Queen of Wishful Thinking



There are moments in my life when I seriously question where my childhood dreams went wrong. I mean was I the only little girl who wondered what it might be like to travel to distant lands and experience the world through untouched eyes?

What about all those long afternoons spent under the tree of Hopes and Dreams? Didn’t we all steal a moment at least once under her majestic canopy? Do you remember feeling the wind brush your face and the warm kiss of the sun as you lay under her blowing leaves? Oh I do! How I longed and dreamed of dancing everyday beneath this beautiful tree with all her grandeur.

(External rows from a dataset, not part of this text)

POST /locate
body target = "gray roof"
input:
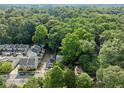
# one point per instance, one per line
(31, 61)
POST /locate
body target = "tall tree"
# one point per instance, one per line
(40, 35)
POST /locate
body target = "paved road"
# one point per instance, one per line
(43, 64)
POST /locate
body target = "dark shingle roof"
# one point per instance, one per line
(23, 61)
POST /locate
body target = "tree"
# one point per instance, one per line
(40, 35)
(89, 63)
(2, 82)
(34, 83)
(54, 78)
(112, 52)
(110, 77)
(84, 81)
(6, 67)
(71, 48)
(69, 78)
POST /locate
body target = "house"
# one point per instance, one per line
(10, 49)
(37, 49)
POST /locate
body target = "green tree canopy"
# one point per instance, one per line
(84, 81)
(54, 78)
(40, 35)
(110, 77)
(69, 78)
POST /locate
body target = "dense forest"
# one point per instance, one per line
(90, 37)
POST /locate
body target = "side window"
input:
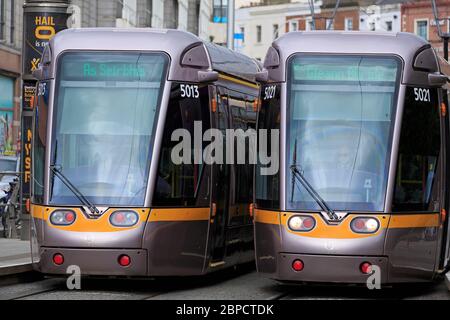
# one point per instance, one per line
(39, 138)
(418, 151)
(268, 186)
(243, 173)
(184, 184)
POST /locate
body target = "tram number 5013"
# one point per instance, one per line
(189, 91)
(422, 95)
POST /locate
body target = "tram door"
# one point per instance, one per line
(221, 176)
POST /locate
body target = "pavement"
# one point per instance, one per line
(15, 256)
(244, 284)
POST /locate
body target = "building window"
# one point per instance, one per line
(2, 20)
(421, 28)
(13, 22)
(258, 34)
(220, 13)
(276, 32)
(329, 24)
(309, 25)
(348, 24)
(388, 25)
(293, 26)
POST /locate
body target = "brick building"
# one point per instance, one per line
(347, 18)
(418, 18)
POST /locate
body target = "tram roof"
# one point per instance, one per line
(399, 43)
(173, 42)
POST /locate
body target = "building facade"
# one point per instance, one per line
(258, 25)
(346, 17)
(188, 15)
(384, 15)
(11, 17)
(418, 18)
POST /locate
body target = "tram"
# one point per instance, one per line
(108, 195)
(362, 191)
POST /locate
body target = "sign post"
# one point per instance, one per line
(42, 20)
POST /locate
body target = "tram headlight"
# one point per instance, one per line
(365, 225)
(301, 223)
(124, 218)
(63, 217)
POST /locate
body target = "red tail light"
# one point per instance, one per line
(58, 259)
(298, 265)
(366, 267)
(124, 260)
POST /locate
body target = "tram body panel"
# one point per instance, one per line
(176, 246)
(407, 244)
(411, 244)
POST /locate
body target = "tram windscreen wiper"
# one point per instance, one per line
(297, 174)
(57, 172)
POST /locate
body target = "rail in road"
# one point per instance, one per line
(241, 284)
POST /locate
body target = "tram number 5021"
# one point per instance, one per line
(422, 95)
(189, 91)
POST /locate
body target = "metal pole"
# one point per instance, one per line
(230, 25)
(446, 48)
(41, 20)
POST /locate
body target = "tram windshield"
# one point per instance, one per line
(104, 117)
(340, 122)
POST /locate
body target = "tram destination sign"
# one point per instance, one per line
(112, 70)
(324, 72)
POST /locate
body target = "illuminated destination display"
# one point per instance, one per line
(112, 70)
(95, 66)
(328, 72)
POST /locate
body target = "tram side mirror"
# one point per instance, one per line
(207, 76)
(437, 79)
(262, 76)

Oh the charming scenes I would play out in my imagination, the worthy king by my side, the smell of the mad hatter’s tea, the glass slipper finally being placed upon my foot, becoming a queen to a handsome, strong king who saves the day? Well as my story unfolded life didn’t quite go so romantically now did it? Nope, not really….

The fall down the Rabbit’s hole, well it was a bit too bumpy for my taste, the glass slipper; well it was a bit uncomfortable, the tea was a bit too tart, causing all my hair to fall out and as for being a queen, well all that got me was the title of “Queen of Wishful Thinking”.

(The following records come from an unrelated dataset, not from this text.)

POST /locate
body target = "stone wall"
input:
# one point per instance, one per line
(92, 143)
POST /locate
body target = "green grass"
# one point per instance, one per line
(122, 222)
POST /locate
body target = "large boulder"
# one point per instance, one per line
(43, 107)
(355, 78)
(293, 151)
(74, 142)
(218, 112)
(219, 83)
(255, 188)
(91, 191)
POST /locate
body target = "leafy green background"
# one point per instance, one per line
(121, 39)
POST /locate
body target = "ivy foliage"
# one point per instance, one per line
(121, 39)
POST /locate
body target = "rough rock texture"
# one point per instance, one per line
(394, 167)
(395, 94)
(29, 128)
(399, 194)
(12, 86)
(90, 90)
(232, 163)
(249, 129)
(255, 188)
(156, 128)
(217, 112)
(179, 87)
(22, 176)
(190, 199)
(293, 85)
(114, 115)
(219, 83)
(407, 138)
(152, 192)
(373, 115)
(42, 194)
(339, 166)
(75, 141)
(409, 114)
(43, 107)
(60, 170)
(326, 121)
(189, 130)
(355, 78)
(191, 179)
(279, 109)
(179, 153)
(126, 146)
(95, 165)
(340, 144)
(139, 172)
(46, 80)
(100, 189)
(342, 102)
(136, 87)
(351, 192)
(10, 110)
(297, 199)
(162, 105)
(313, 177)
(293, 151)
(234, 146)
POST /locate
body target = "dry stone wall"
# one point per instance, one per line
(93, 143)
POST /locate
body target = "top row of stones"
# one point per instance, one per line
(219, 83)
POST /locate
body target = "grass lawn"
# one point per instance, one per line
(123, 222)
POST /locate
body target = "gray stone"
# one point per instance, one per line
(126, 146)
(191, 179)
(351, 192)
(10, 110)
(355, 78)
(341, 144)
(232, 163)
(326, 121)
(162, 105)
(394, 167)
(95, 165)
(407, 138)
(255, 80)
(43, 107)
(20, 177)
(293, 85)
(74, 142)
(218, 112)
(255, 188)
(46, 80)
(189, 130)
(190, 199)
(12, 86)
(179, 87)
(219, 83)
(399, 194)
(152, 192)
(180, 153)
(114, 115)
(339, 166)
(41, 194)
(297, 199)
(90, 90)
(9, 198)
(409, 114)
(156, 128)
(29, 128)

Falling down the rabbit’s hole and chasing after the white rabbit? Dreams of a mad hatter, tea and cakes, talking mice and a fairy godmother, well it’s not that they don’t have some place in our lives… believe me they do! The honest truth is sometimes this dream of ours, these ideas of what we think a perfect life is supposed to be doesn’t really work out. No, it doesn’t mean life isn’t beautiful, because life is a work of art just a very untidy, messed up, chaotic beautiful work of art if you know what I mean.

We are not meant to live perfect lives, no, we are meant to struggle. Why do I say this? Well because the struggle puts life in perspective. If we don’t have to challenge life then we don’t have to embrace it either. It blows me away each and every day I wake up to a new day, the sun rise, and the memories of dreams long forgotten, my husband’s kiss and the touch of my children’s goodbye hugs all bring my struggles into focus. These are the real treasures of life.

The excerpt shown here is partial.